Add PyTorch-backend FP8 KV-cache quantization for paged attention.

The default fp8 policy uses normal FP8 KV cache with scalar per-tensor K/V scales, matching the common vLLM behavior and avoiding per-token/per-head scale metadata on the hot path.

What Changed

  • Add PyTorch KV-cache support for:
    • fp8 / fp8_e4m3: E4M3 FP8 KV cache
    • fp8_e5m2: E5M2 FP8 KV cache
  • Store K/V cache as torch.float8_e4m3fn or torch.float8_e5m2.
  • Add scalar k_scale / v_scale state on attention layers.
  • Add FP8 paths for cache fill, paged decode, and prefill flatten.
  • Keep normal FP8 metadata-free: no per-token/per-head scale tensors are allocated.
  • Add CLI/config parsing and focused kernel/e2e tests.

Usage

# no KV-cache quantization
lmdeploy serve api_server <model> --backend pytorch --quant-policy 0

# FP8 E4M3 KV cache
lmdeploy serve api_server <model> --backend pytorch --quant-policy fp8

# FP8 E5M2 KV cache
lmdeploy serve api_server <model> --backend pytorch --quant-policy fp8_e5m2

End-to-End Benchmark

Model: Qwen3.5-35B-A3B
Backend: LMDeploy PyTorch, TP=2
Dataset: ShareGPT
Baseline: BF16 KV, --quant-policy 0
Candidates: FP8 E4M3 KV, --quant-policy fp8; FP8 E5M2 KV, --quant-policy fp8_e5m2

Output len Prompts BF16 KV tok/s FP8 E4M3 KV tok/s E4M3 delta FP8 E5M2 KV tok/s E5M2 delta
None 1000 5835.55 5842.50 +0.12% 5617.81 -3.73%
2048 1000 15091.14 17384.36 +15.20% 17158.46 +13.70%
4096 500 13480.78 15083.34 +11.89% 14451.87 +7.20%
8192 200 7199.99 7390.87 +2.65% 8236.96 +14.40%
Output len Prompts BF16 KV TTFT ms FP8 E4M3 KV TTFT ms E4M3 delta FP8 E5M2 KV TTFT ms E5M2 delta
None 1000 3669.65 3629.63 +1.09% 4914.25 -33.92%
2048 1000 3809.86 3678.69 +3.44% 3866.09 -1.48%
4096 500 1925.52 2018.82 -4.85% 1903.33 +1.15%
8192 200 979.81 983.78 -0.41% 965.03 +1.51%

Positive TTFT delta means lower/better latency. Small TTFT deltas should be treated as noise.

Accuracy Check

Model: Qwen3.5-397B-A17B-FP8
Backend: LMDeploy PyTorch, TP=8
Candidate: FP8 KV, --quant-policy fp8

Benchmark FP8 KV cache quant Official Qwen3.5-397B-A17B-FP8 Delta Note
AIME2025 repeat-32 95.83 91.3 +4.53 Official card reports AIME26, not AIME2025.
GPQA_diamond repeat-4 86.99 88.4 -1.41 Official card reports GPQA; benchmark naming may differ.

Validation

  • tests/pytorch/kernel/test_fill_kv_cache.py
  • tests/pytorch/kernel/test_flatten_kv_cache.py
  • tests/pytorch/kernel/test_paged_attention.py
  • tests/test_lmdeploy/test_fp8_kv_cache_policy.py
  • tests/test_lmdeploy/test_quant_policy.py
  • Qwen3.5-35B-A3B TP=2 ShareGPT e2e benchmark above

CUHKSZzxy and others added 19 commits April 23, 2026 14:57
Adds FP8 KV cache quantization (QuantPolicy.FP8 = 16) using
torch.float8_e4m3fn with per-token symmetric scale (no zero point).

Key design:
- Reuses existing fill_kv_cache_blocked_fp8() with group_size=head_dim
  for per-token scale semantics in the fill path
- Dequant in flatten_kv_cache and paged_attention via x.to(f32)*scale
- Scale tensor shape [..., 1]: symmetric, no zero point
- No bit packing (head_dim unchanged, unlike INT4/TURBO_QUANT)

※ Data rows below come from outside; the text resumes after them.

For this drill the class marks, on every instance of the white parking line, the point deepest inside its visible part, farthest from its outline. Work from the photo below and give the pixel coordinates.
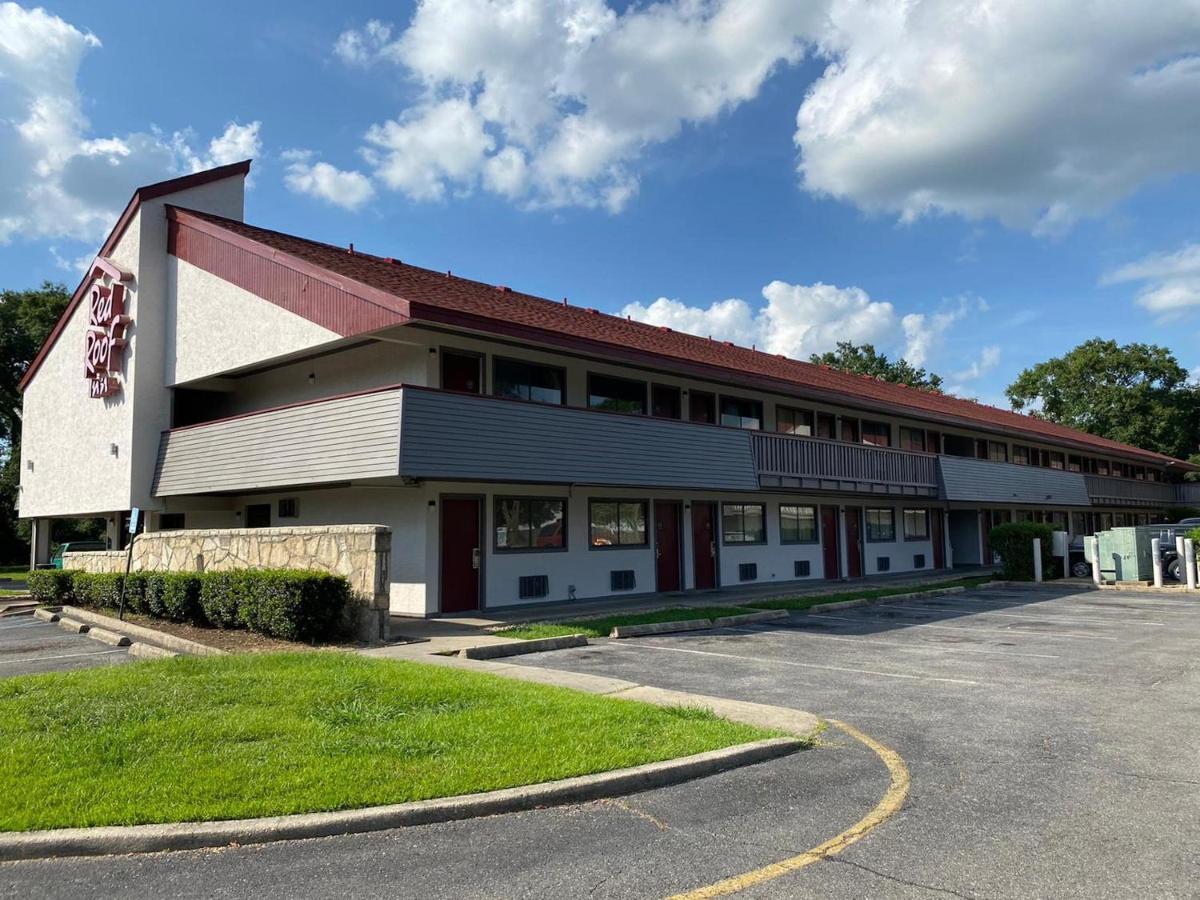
(1021, 616)
(1011, 630)
(27, 660)
(907, 647)
(798, 665)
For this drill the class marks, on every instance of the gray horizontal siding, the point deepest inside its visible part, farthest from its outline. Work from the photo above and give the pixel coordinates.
(984, 481)
(318, 443)
(457, 437)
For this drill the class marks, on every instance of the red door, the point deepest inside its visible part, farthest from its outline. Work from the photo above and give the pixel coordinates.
(703, 544)
(829, 541)
(853, 543)
(460, 553)
(666, 544)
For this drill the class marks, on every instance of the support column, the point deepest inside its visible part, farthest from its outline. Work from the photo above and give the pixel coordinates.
(40, 543)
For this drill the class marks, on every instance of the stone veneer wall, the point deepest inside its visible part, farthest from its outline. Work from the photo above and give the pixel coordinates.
(361, 553)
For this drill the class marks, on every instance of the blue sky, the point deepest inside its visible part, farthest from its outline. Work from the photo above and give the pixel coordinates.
(976, 193)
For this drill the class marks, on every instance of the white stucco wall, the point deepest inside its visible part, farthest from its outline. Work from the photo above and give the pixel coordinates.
(214, 325)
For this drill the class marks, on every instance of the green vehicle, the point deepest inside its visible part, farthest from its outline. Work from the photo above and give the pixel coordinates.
(73, 547)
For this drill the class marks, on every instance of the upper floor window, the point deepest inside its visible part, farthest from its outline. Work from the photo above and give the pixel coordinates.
(744, 522)
(881, 525)
(741, 413)
(912, 438)
(616, 395)
(797, 525)
(617, 523)
(531, 523)
(879, 433)
(519, 379)
(790, 420)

Also fixes pre-existing TestFillKVCacheBlockedFP8 test failures caused
by calling .max() on float8_e4m3fn tensors (cast to float32 first).

Co-Authored-By: Claude Sonnet 4.6 <noreply@anthropic.com>
Avoid constructing a temporary cu_seqlen_q tensor in the FP8 cache-fill path by letting fill_kv_cache_blocked_fp8 consume the existing q_start_loc and q_seq_length metadata directly. The kernel keeps the old cumulative-seqlen mode for direct callers via a USE_CU_SEQLEN constexpr.

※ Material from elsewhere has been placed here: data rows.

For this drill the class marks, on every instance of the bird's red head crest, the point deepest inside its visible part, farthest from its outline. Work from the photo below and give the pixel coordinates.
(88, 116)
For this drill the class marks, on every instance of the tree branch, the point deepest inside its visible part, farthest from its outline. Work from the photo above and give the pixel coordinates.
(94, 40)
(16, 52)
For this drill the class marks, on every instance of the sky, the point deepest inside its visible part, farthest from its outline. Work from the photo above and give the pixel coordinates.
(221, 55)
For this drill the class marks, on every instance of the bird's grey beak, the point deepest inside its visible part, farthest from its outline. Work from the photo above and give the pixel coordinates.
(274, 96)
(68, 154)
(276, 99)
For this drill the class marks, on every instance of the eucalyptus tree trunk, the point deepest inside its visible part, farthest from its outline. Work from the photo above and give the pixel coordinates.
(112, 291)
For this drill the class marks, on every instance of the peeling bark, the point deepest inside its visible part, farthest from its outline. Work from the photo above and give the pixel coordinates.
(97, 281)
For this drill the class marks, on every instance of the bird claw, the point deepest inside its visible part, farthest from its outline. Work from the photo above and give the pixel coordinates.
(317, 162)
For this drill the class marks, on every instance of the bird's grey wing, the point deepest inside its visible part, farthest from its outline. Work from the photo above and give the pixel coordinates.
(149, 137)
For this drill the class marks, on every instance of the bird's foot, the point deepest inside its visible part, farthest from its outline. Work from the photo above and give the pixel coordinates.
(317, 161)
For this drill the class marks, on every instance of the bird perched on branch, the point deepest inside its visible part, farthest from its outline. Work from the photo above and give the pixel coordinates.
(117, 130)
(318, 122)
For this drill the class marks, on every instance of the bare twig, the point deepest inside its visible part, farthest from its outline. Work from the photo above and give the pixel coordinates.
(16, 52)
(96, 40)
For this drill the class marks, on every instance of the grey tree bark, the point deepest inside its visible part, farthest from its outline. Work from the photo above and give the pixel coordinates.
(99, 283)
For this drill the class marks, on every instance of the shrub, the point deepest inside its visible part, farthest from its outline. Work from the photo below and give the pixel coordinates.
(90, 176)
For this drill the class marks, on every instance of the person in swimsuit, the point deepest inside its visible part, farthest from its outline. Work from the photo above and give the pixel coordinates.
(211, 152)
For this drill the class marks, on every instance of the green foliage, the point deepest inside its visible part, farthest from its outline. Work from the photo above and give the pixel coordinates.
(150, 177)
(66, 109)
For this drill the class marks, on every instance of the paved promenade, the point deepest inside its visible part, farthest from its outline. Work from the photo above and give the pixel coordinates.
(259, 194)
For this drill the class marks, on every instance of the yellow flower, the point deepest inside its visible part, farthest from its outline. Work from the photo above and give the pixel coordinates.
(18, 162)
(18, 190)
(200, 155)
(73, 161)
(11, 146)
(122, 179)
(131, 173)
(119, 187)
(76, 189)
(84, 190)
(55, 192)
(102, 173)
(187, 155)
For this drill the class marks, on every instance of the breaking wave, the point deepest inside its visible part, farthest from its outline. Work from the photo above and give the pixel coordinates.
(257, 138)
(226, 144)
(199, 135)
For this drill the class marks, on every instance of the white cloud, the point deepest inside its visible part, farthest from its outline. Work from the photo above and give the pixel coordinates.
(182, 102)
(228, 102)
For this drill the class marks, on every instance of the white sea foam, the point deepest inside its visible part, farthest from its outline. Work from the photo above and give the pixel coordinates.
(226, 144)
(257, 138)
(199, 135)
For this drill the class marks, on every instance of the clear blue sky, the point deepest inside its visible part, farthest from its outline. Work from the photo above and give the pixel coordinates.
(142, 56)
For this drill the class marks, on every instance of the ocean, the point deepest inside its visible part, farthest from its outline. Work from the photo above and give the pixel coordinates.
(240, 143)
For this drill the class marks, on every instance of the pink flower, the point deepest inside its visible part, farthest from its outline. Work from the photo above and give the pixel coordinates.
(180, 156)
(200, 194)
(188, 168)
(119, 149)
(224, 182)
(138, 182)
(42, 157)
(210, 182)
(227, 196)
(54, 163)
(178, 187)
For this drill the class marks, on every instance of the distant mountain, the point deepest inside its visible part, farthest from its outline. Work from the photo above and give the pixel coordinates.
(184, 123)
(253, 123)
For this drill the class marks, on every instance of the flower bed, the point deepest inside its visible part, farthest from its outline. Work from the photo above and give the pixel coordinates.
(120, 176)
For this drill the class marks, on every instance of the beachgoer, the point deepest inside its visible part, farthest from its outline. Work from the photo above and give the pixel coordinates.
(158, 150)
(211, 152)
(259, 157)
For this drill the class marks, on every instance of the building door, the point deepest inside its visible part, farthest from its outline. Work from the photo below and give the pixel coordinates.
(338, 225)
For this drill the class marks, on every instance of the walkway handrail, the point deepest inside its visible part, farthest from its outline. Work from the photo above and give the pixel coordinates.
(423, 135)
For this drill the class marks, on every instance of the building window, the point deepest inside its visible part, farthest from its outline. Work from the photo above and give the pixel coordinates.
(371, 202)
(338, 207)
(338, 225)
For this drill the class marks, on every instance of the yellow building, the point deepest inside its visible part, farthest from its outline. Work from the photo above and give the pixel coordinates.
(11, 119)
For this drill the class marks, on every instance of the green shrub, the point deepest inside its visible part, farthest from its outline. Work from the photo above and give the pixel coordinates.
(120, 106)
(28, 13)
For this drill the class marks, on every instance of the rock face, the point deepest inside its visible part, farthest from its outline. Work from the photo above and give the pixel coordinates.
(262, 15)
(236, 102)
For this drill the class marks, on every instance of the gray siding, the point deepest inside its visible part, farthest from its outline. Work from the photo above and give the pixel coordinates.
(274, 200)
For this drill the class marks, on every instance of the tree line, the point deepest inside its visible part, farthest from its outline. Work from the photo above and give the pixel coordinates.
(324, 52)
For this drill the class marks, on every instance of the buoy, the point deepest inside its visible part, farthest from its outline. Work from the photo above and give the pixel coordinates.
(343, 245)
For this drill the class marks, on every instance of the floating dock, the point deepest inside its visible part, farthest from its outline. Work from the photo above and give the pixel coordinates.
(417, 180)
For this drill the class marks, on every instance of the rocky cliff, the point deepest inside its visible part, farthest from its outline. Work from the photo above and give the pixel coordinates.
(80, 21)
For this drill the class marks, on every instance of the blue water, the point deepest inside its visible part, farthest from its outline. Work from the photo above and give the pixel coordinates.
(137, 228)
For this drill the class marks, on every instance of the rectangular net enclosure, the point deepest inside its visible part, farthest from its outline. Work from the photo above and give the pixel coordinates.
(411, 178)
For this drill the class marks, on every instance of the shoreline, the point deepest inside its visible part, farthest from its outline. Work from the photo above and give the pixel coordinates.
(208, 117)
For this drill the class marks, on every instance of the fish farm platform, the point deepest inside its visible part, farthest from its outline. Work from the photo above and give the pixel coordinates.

Move default paged-decode FP8 dequant scaling across the attention dot products. K scales are applied after QK, and V scales are applied to probabilities before PV, which preserves the per-token/head scale algebra while avoiding full K/V tile dequantization in the hot decode loop.

Add a focused FP8 paged-attention test that compares against a dequantized-FP8 reference, including a split-head-dim case, so the fused scale placement is covered without conflating it with expected quantization error.
Split normal FP8 KV cache from the dynamic per-token/head FP8 path. Normal fp8/fp8_e4m3 and fp8_e5m2 now use scalar K/V scales with FP8 cache tensors and no k_scales_zeros/v_scales_zeros metadata allocation, while fp8_per_token_head variants keep the existing per-token/head scale-cache behavior.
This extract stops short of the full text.